Opened 9 years ago

Closed 9 years ago

#513 closed defect (fixed)

b10-auth hangs in submitting statistics

Reported by: jinmei Owned by: jinmei
Priority: high Milestone: A-Team-Sprint-20110126
Component: b10-auth Version:
Keywords: Cc:
CVSS Scoring: Parent Tickets:
Sensitive: no Defect Severity:
Sub-Project: Feature Depending on Ticket:
Estimated Difficulty: 0.0 Add Hours to Ticket: 0
Total Hours: 0 Internal?: no

Description

After integrating the statistics changes, b10-auth on my personal server often hangs (meaning it stops responding to any queries). I found it blocked at the call to group_sendmsg() in AuthCountersImpl::submitStatistics().

I also found that when this happened msgq apparently blocked in reading data: The receive socket buffer from xfrout to msgq has 169 bytes of data; receive buffer from zonemgr to msgq has 7320 bytes of data; receive buffer from auth to msgq has 8112 bytes of data.

I've not figured out how exactly this happened, but I suspect it's a similar issue to #420.

The exact cause should be fixed, of course, but I think we should at least provide a woraround for b10-auth quickly. I propose adding a configuration knob to turn off the periodic submission of statistics (maybe as part of a way of customizing submission interval). This kind of knob will be necessary anyway, so the change itself won't be a temporary workaround.

I'm categorizing this problem as critical.
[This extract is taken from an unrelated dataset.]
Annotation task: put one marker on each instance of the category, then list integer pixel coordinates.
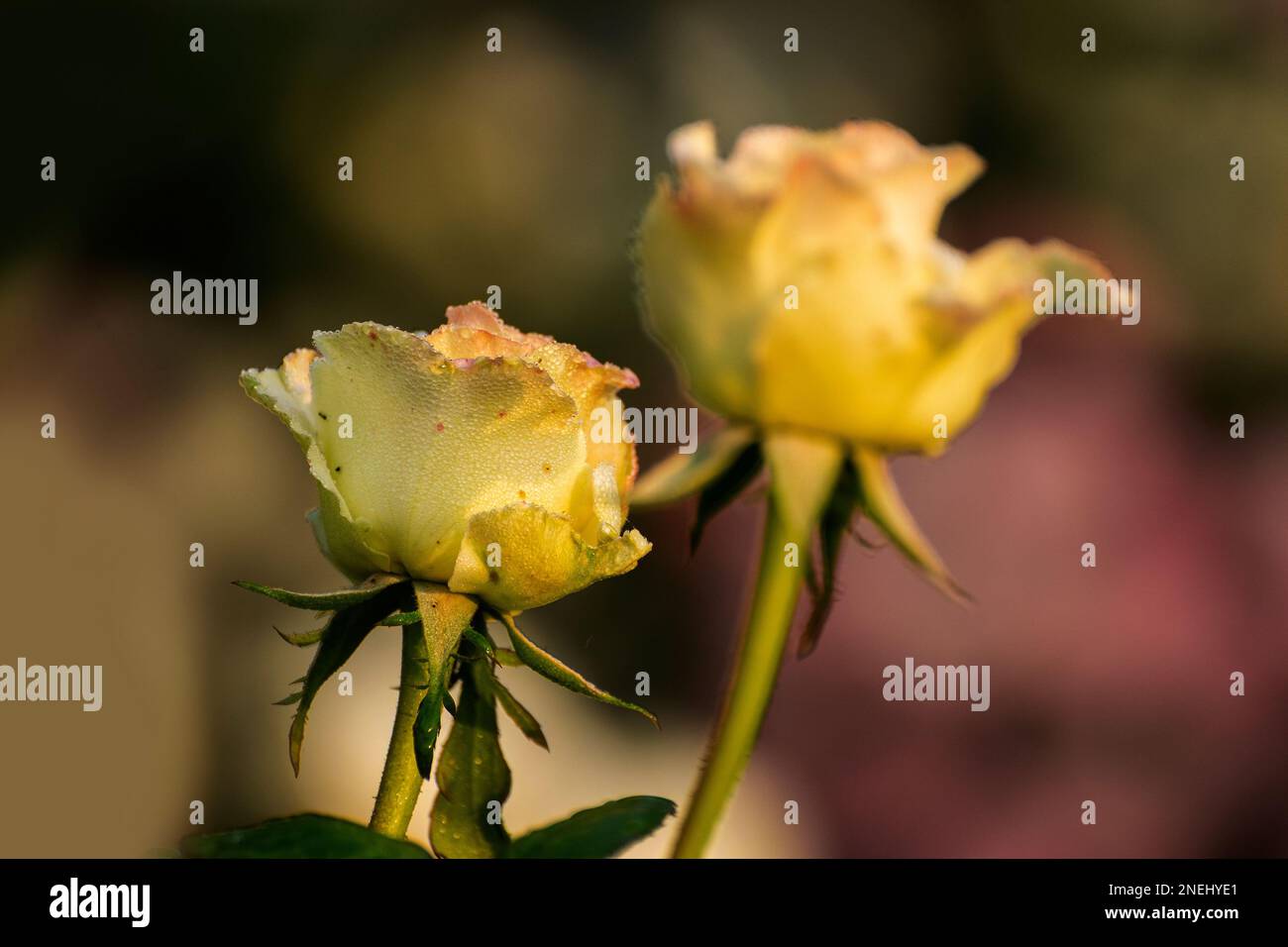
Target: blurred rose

I believe it should be fixed before the next (this week's) release.

Subtickets

Change History (14)

comment:1 follow-up: Changed 9 years ago by y-aharen

May I take this ticket?

Workaround:

  • Add config "Auth/enablesubmitstatistics" (boolean, default: false)
  • Check the config is true in statistics submission function

comment:2 in reply to: ↑ 1 ; follow-up: Changed 9 years ago by jinmei

Replying to y-aharen:

May I take this ticket?

Workaround:

  • Add config "Auth/enablesubmitstatistics" (boolean, default: false)
  • Check the config is true in statistics submission function

If you want, please, but I've already been working on it.
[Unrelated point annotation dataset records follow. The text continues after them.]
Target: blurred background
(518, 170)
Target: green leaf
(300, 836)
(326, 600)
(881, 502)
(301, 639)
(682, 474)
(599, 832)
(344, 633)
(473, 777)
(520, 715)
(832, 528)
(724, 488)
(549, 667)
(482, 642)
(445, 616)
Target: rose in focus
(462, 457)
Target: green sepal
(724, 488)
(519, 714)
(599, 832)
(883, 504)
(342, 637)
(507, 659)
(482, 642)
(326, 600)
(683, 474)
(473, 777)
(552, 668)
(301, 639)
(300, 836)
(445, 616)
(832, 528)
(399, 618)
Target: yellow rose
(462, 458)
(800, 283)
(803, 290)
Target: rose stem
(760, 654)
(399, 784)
Would you like me to continue it, or would you take it over?

comment:3 in reply to: ↑ 2 ; follow-up: Changed 9 years ago by y-aharen

Replying to jinmei:

Replying to y-aharen:

May I take this ticket?

Workaround:

  • Add config "Auth/enablesubmitstatistics" (boolean, default: false)
  • Check the config is true in statistics submission function

If you want, please, but I've already been working on it.

Would you like me to continue it, or would you take it over?

OK, could you please continue working on it?

comment:4 in reply to: ↑ 3 Changed 9 years ago by jinmei

Replying to y-aharen:

Would you like me to continue it, or would you take it over?

OK, could you please continue working on it?

ack.

comment:5 Changed 9 years ago by jinmei

branch trac513 is ready for review.

I ended up introducing several sets of changes:

  • added a new method to asiolink::IntervalTimer? to disable/modify the timer interval (and a supplemental new method to help tests)
  • changed the way to configure ioservice and interval timer in AuthSrv?. this could be skipped, but it makes the configuration code much simpler, so I decided to introduce it.
  • added a new configuration for b10-auth to suctomize the timer interval for statistics submission. this is the main purpose of this ticket.

As a result the diff is a bit bigger than I originally intended. If it's too big for the reviewer, please let me know. I'll divide the entire diff into two or three chunks.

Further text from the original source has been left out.